The RAW file format (file extension differs between camera brands – usually .cr2 for Canon, .nef for Nikon) is the uncompressed file that contains every bit of information that the sensor received and all the metadata the camera writes down.
All DSLR, MFT and mirrorless cameras that have interchangeable lens can shoot in RAW file format.
Many of the manufacturers started to introduce the format in many of the more advanced point and shoot cameras as well as some smartphones (like Nokia with the 50mp camera).
Why should one use RAW instead of JPEG?
The answer is simple, amount of data. RAW files are usually 12 to 14-bit files, meaning they have 12 or 14-bit colour information, while jpeg has only 8 bits. To clarify, colour information also known as bits, point to the amount of shades the colour can have. 8-bit colour means that there can only be 2^8 shades of the colour spectrum, that is just 256 shades of red, green and blue, respectively. 12-bit colour, for example, means 2^12 shades, summing up to 4,096 shades. A 14-bit image has 16,384 colour shades for each primary colour. Most monitors are 8 bit, therefore you won’t really notice the difference of 8 to 12-bit file but when it comes to print the difference really shows up.

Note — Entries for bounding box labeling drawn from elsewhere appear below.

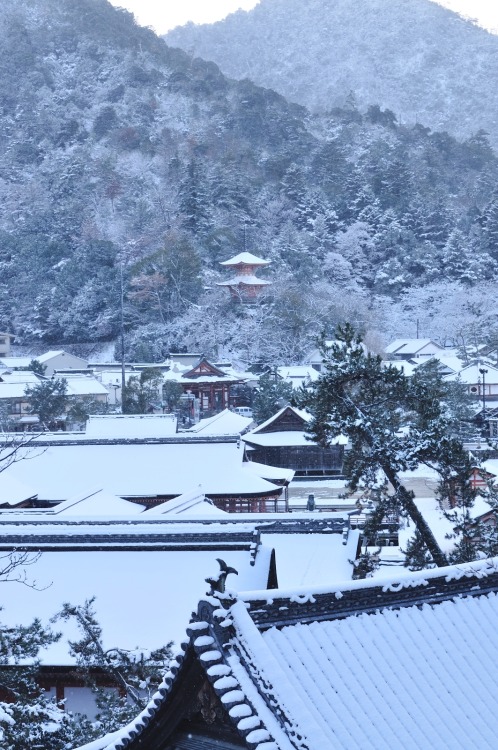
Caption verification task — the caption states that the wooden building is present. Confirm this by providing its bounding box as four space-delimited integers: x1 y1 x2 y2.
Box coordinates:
242 406 346 476
80 559 498 750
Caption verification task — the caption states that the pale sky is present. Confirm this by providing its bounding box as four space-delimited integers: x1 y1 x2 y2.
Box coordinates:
110 0 498 34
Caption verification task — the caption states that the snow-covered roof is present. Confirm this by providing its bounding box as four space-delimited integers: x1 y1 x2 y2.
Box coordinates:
251 405 311 435
64 375 109 396
444 363 498 385
0 357 34 370
220 252 271 266
384 339 444 356
242 430 348 448
277 365 320 388
383 359 418 378
0 444 280 501
85 414 177 438
187 409 253 435
242 430 313 447
140 487 227 519
2 544 270 665
0 475 37 505
216 274 271 286
89 560 498 750
243 461 295 482
47 490 145 518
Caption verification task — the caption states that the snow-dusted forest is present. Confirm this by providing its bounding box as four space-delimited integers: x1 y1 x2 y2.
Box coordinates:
0 0 498 363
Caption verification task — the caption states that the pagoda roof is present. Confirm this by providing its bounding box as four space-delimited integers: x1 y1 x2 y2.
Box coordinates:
220 252 271 266
216 275 271 286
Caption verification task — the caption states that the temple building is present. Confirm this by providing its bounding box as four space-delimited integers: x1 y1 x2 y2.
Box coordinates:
217 252 271 303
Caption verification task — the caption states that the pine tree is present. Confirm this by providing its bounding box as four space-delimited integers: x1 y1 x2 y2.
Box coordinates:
253 372 292 424
301 325 474 566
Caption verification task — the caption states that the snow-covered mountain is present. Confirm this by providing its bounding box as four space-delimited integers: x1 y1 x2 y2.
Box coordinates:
165 0 498 146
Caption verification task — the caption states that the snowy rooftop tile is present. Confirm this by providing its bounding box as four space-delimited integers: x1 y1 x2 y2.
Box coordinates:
85 414 176 438
187 409 253 435
220 252 271 266
0 436 280 501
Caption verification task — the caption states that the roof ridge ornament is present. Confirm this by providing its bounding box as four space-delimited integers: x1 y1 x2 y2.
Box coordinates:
205 557 239 598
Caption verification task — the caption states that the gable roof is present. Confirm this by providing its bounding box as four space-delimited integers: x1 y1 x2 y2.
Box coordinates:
220 252 271 266
384 339 444 356
87 559 498 750
444 363 498 385
0 433 281 501
187 409 254 435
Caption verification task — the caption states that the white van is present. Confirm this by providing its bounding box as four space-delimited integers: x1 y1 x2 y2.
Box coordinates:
234 406 252 418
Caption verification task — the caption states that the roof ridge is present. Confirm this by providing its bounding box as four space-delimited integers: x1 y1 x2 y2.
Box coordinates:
239 558 498 630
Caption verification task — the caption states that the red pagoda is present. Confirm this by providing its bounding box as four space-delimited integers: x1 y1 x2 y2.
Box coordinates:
217 252 271 302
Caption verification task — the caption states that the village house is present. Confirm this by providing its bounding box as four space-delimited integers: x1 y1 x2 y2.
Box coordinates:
384 339 445 359
0 516 358 716
164 357 243 422
0 426 292 513
0 349 88 378
242 406 347 476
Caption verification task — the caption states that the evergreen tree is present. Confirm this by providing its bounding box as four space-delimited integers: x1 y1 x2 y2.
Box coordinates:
123 367 163 414
24 378 68 429
55 599 171 736
252 372 292 424
301 325 474 566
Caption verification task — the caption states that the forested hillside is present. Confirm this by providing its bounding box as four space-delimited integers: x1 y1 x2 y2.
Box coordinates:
165 0 498 147
0 0 498 362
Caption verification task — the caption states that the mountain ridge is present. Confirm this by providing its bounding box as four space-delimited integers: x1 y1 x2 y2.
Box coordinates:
163 0 498 147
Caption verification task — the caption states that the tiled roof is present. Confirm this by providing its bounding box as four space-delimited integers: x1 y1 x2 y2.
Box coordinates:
87 560 498 750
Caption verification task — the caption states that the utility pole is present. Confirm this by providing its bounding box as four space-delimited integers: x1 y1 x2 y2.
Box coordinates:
119 261 126 414
479 367 488 428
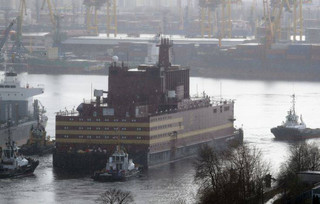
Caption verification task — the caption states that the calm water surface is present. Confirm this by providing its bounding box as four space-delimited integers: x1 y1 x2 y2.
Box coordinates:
0 74 320 203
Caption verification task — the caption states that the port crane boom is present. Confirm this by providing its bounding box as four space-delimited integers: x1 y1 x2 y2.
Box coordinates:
0 20 16 51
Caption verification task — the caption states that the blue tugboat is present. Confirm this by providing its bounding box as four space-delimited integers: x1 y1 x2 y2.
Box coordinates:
0 121 39 179
92 146 140 181
271 95 320 140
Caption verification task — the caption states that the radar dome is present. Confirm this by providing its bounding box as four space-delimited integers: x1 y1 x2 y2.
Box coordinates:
112 56 119 62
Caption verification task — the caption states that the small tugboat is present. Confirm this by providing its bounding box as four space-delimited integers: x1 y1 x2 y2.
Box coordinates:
92 146 140 181
19 122 54 155
271 95 320 140
0 121 39 179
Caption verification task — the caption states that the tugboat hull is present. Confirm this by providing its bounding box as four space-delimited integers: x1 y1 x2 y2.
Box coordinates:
0 158 39 179
92 170 140 182
271 126 320 140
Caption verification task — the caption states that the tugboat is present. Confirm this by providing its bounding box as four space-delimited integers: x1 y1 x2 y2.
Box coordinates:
0 55 48 148
19 122 54 155
271 94 320 140
92 146 141 181
0 121 39 179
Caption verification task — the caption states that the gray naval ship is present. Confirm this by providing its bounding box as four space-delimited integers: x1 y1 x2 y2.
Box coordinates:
271 95 320 140
0 69 47 147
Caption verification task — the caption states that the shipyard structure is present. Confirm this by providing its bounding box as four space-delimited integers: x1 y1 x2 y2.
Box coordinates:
53 39 243 170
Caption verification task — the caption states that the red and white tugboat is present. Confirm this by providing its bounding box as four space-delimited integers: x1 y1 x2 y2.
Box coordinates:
92 146 140 181
271 95 320 140
0 121 39 179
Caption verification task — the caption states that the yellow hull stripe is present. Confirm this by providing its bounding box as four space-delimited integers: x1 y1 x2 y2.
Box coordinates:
150 126 184 136
56 121 149 127
56 123 233 145
56 126 183 136
150 118 183 127
150 123 233 145
56 138 149 145
56 118 183 127
56 130 149 136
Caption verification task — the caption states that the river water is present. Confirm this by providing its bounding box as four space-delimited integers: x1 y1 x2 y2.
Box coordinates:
0 74 320 203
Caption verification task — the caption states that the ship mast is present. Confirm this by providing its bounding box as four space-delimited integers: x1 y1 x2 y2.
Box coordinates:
292 94 296 115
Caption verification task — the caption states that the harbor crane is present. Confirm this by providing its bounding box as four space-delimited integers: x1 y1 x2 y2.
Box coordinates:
0 20 16 52
263 0 291 49
199 0 236 38
11 0 29 57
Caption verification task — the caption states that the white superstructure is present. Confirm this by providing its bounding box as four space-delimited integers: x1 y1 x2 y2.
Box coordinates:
0 70 43 101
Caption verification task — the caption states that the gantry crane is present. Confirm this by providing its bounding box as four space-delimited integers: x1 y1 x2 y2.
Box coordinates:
292 0 303 41
263 0 291 48
199 0 221 38
11 0 29 57
0 20 16 52
41 0 57 29
107 0 118 37
83 0 117 36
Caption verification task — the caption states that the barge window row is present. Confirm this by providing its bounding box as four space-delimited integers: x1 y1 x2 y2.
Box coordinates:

Having more shades mean that the gradients are smoother without any banding, which is really good for portraiture (skin tone) and sky shades on landscapes. Generally, if you can see a gradient it will have banding if it is on 8-bit colour.
Another advantage RAW has is the amount of recovery data passed down from the sensor. Recovery data means that you can use software like Lightroom to recover dark shadows or recover detail in blown highlights. This can be done to much greater extent than it can be done on .jpeg files. The additional information the RAW files has on the image allows for better adjustments, which can go to much further extremes than it can be done on .jpeg.

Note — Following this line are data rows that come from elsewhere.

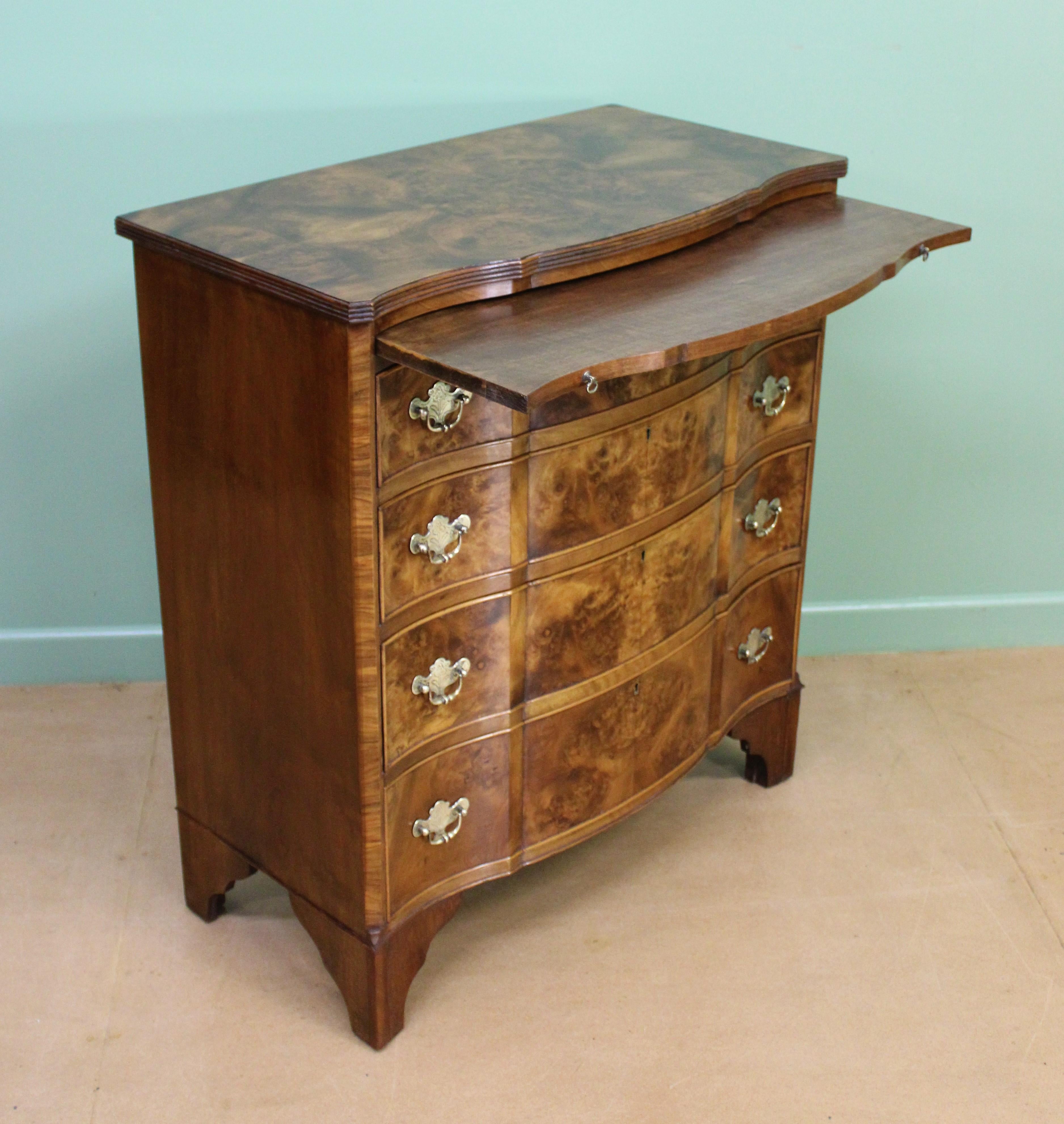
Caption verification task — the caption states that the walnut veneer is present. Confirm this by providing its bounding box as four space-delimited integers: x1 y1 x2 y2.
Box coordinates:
118 107 971 1047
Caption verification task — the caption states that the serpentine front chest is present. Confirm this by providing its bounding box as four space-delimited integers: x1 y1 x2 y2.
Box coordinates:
117 106 971 1047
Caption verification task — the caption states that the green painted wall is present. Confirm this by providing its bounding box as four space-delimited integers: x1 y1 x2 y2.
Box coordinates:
0 0 1064 682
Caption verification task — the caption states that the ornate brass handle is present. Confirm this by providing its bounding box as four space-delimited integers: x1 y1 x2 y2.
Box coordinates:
411 655 472 706
414 796 469 846
411 515 472 565
753 374 791 418
411 382 472 433
739 625 773 663
744 499 783 538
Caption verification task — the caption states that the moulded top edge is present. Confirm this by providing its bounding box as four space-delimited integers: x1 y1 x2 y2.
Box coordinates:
377 194 972 411
116 106 846 323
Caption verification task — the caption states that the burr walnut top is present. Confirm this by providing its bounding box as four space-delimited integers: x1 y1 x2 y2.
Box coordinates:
116 106 846 327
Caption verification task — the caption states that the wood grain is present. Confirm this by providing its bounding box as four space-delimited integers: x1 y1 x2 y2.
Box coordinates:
377 367 517 482
729 676 802 788
722 445 811 589
116 106 846 324
381 594 511 767
289 892 460 1050
135 247 366 928
380 464 523 616
729 334 820 462
524 628 712 846
529 381 727 559
714 568 799 725
387 734 510 915
178 810 255 920
377 196 972 410
525 498 720 698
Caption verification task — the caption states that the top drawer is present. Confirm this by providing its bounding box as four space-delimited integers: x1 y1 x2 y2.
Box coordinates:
377 367 514 483
732 332 820 461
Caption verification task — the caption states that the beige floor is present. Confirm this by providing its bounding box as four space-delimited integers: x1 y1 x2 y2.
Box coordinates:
0 649 1064 1124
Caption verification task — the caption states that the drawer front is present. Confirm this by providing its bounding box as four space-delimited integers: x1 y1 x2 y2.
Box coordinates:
377 367 513 481
385 734 510 915
382 594 511 768
736 334 820 461
728 445 811 588
523 627 713 845
529 380 728 558
525 497 720 698
380 464 511 616
529 355 728 429
721 566 799 723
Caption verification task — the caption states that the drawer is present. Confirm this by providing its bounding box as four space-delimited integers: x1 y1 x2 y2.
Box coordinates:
721 566 800 726
380 463 512 616
728 445 812 589
736 333 820 462
529 380 728 558
523 626 713 845
529 355 728 429
382 594 511 768
525 497 720 698
377 367 513 481
385 734 511 916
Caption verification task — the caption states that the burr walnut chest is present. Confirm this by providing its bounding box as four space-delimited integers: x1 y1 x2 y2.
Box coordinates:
117 106 971 1047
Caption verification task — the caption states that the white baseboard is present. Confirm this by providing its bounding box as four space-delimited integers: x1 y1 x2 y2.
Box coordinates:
800 592 1064 655
0 625 165 683
0 592 1064 683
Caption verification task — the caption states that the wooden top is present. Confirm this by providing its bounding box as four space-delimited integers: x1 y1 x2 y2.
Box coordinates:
115 106 846 326
377 194 972 411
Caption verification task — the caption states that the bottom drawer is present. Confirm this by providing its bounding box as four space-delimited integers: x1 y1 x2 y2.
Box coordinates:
385 734 510 916
720 566 800 727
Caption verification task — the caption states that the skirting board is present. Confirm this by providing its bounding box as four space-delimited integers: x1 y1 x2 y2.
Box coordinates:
799 592 1064 655
0 592 1064 685
0 625 165 685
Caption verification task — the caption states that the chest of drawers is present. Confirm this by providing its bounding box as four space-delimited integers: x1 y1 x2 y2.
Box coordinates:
118 107 970 1046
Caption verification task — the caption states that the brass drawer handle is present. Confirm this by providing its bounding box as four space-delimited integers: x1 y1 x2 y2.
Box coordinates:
753 374 791 418
411 515 472 565
744 499 783 538
411 655 472 706
414 796 469 846
739 626 773 663
411 382 472 433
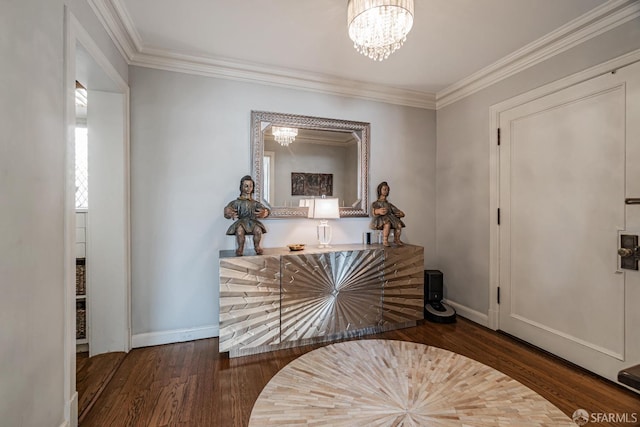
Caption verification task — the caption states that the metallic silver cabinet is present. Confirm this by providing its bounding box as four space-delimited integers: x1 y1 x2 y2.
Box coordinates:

RAW files will do you the best favour when it comes to white balance since you can change the white balance however you want without any loss of data. It is the same as changing it in the camera, and it looks perfectly natural, which can’t really be done with .jpeg since it just doesn’t work that way.
The extra information RAW files contain can be utilized by many plugins to achieve better noise reduction, better sharpening and significantly better HDR images. With a RAW file, you can even do a single image HDR and it will look as if it were done by bracketed .jpeg files.
Mostly RAW files are about 5 to 10 times larger than their .jpeg counterparts, but that is due to the fact that they don’t have any compression, and with it, no artefacts gained from it. Every single detail is there.
Finally, the RAW files contain all the metadata the camera throws at it, while the .jpeg file often lacks most of it. Every software solution used to process RAW files does that via an external XML file, meaning that it is non-destructive. The RAW file stays untouched, thus making it great for archiving.